Rose and Henry Marsh rented a small house in Fendalton—the best area they could afford—and kept a maid, which was almost beyond their means. Gramp Seager was a dreamer and a spendthrift, but still an ambitious man; Henry Marsh lived in a world of his own. From early days, Rose realized he would make a better father than provider. Their daughter, Edith Ngaio Marsh, was born on 23 April 1895. Henry’s belated attempt four years later to register her birth created an official error, that Ngaio later used to claim she was born in 1899. (And this mistake was perpetuated in print many times.)

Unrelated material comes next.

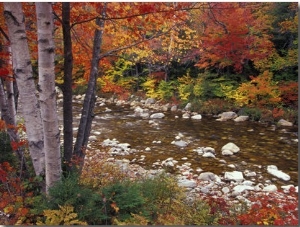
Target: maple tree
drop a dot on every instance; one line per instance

It was a perfect marriage of opposites. Henry’s soft-centred fantasy combined with Rose’s galvanized theatricality to create an imaginative wonderland for Ngaio that she never completely escaped. She was the centre of their world, and their world was a stage where life and drama mixed so seamlessly that the anxious, sometimes highly strung young Ngaio could not distinguish the difference. She was disconcerted when she saw her parents rehearsing a new script: suddenly they became strangers. In The Fool’s Paradise, her mother was transformed into a wicked femme fatale who slowly poisoned her husband. The tension of the scenes was overpowering for the terrified child. Her horror of poison lingered, and was reignited when Rose Marsh took her to a production of Romeo and Juliet. The fighting scenes were incomprehensible. She buried her head in her mother’s lap. ‘They aren’t really fighting, are they?’ she asked desperately. ‘Yes, yes!’ cried Rose, consumed by the action on stage. And to add to the awfulness, ‘there was Poison and a young girl Taking It!’ This confirmed Ngaio’s lifelong phobia about poisons.
But Rose’s judgement was usually sound. She took Ngaio and her young friend Ned Bristed to children’s plays like Sweet Nell of Old Drury and Bluebell in Fairyland, and when the vast International Exhibition opened in Christchurch in 1906, Rose took her daughter numerous times to see displays of paintings, go to concerts, watch the dazzling nightly fireworks, and take wild sideshow rides. She introduced Ngaio to literature that braced her mind and imagination. Between the ages of 11 and 14 Ngaio read David Copperfield, Bleak House and Our Mutual Friend. She was read to, and read herself, a kaleidoscope of different titles that included anything from Peter Pan to Roderick Random and Tom Jones, which her father recommended she read to find out about ‘fast’ girls.
Sexual looseness was tolerated by neither of her parents; nor did they accept breaches of etiquette or sloppy diction. Their uncompromising Victorian standards were rigorously policed, especially by her mother. It was a hothouse childhood Rose wanted for her daughter, and she was prepared to sacrifice having another baby to provide it.